There are 1 best solutions below

0
On BEST ANSWER

For simplicity I will consider the case where $b = 0$, though you can expand to include this.

Then given $(t_i)_{i=1}^n$ we have the assumption $x_i = x_{t(i)}$

$$ x_i = \mathcal{N}(a t_i, 1) = a t_i + \xi_i, \qquad \xi_i \sim \mathcal N(0,1).$$

For a regression model without intercept (i.e. $b = 0$), the regression line is determined by the approximation $\hat a$ which is given by the formula

$$ \hat a = \frac{\sum_{i=1}^n x_i t_i}{\sum_{i=1}^nt_i^2}.$$

So we would like to show that this is unbiased, i.e. that $\mathbf E[\hat a] = a$. To see this we plug in the formula for $x_i$ given above

$$ \begin{aligned} \mathbf E[\hat a] & = \frac{1}{\sum_{i=1}^n t_i^2} \sum_{i=1}^n t_i \mathbf E[x_i] \\ & = \frac{1}{\sum_{i=1}^n t_i^2} \sum_{i=1}^n t_i(at_i + \mathbf E[\xi_i] ) \\ & = \frac{1}{\sum_{i=1}^n t_i^2} \sum_{i=1}^n a t_i^2 \\ & = a \end{aligned} $$ which is as required.

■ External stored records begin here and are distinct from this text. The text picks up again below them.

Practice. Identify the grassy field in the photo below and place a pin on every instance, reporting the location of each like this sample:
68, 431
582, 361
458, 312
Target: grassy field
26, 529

Note that in the above we did not require that the errors are normally distributed: in fact so long as the model can be formalised to have errors with mean $0$ then the linear regression above will be unbiased.

What does change if either

  1. The error is not normal.
  2. The error is normal, but is dependent on $t_i$

is whether the linear regression line remains the best linear unbiased estimate: i.e. the one with lowest variance. This is generally not the case.

As an example (which I do not prove), if we have

$$ x_i = a t_i + \sqrt{t_i} \xi_i, \qquad \xi_i \sim \mathcal N(0,1),$$

then as before the linear regression line remains unbiased, however the alternate estimate

$$ \tilde a = \frac{\sum_i{x_i}}{\sum_i{t_i}}$$

is the best linear unbiased estimate (BLUE): and in particular

$$\text{Var}(\tilde a) \leq \text{Var}(\hat a).$$

Notes

  1. In the above treatment I have made the simplifying assumption that the $t_i$ are fixed and non-random. This simplifies the detail, but has little overall impact on the answer since we would instead consider the conditional expectation $\mathbf E[\hat a| \underline t]$.